Russ Walker, Oregon director of Citizens for a Sound Economy, said he doesn’t have hard evidence to prove the money exists, but he told KXL, a Portland radio station, that a source in the Legislature gave him the information. He did not name the source.
Kulongoski spokeswoman Mary Ellen Glynn said there’s no such extra money in the budget.
“We don’t have a secret slush fund of $500 million. There aren’t pots of cash sitting around,” she said.
“We are doing what we can to defuse some of these cuts if we can,” Glynn said. “There might be some administrative actions we can take to switch some money around.”
But she said finding $500 million “is pie in the sky.”
The tax measure, mostly income tax boosts, would raise $800 million to balance the $11.7 billion two-year state budget. Defeat of the measure would automatically trigger $544 million in budget cuts.
Walker’s group led the effort to send to the voters the tax measure passed by the Legislature last summer.
“We want to make it clear to voters that there are going to be some budget cuts if Measure 30 fails,” Glynn said.
Kulongoski is considering administrative steps to reduce the impact of cuts on people, she said, but not calling lawmakers into special session to revise the budget.
“If there is anything the governor can do about it, he will do so,” Glynn said.
Options might include a reshuffle of the Human Services Department budget to ease health plan cuts, she said.
Failure of the tax measure would trigger an automatic $182 million reduction in the plan that provides coverage for low-income people.
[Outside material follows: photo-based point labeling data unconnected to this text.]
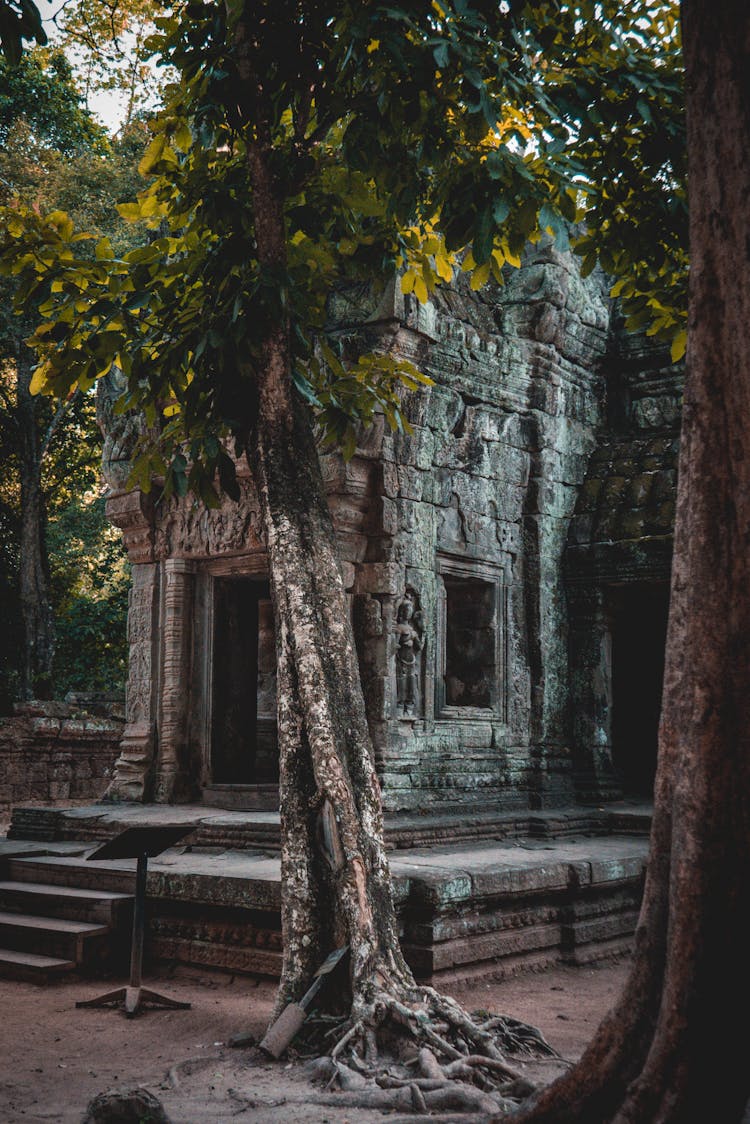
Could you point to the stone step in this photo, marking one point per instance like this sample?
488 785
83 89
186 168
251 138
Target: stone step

Human Services Director Jean Thorne has proposed that about $28 million in savings in separate programs for the elderly and disabled be shifted to avert the “most severe reductions” in health plan services.
The recommendation was in a Jan. 9 letter to state budget officials outlining the agency’s plans for dealing with spending reductions if the tax increase fails.
“We are going over and over the budgets and looking at everything to make sure that the governor has done everything in his power to help some of the people who are served by the Oregon Health Plan,” Glynn said.
“You can’t get around the fact that when you cut this much from the budget, you are going to cause real pain to people,” she said.
Because caseloads for social services can be hard to predict, the budget for the department regularly is readjusted by the Legislative Emergency Board by transferring funds among programs.
The board handles budget matters between legislative sessions.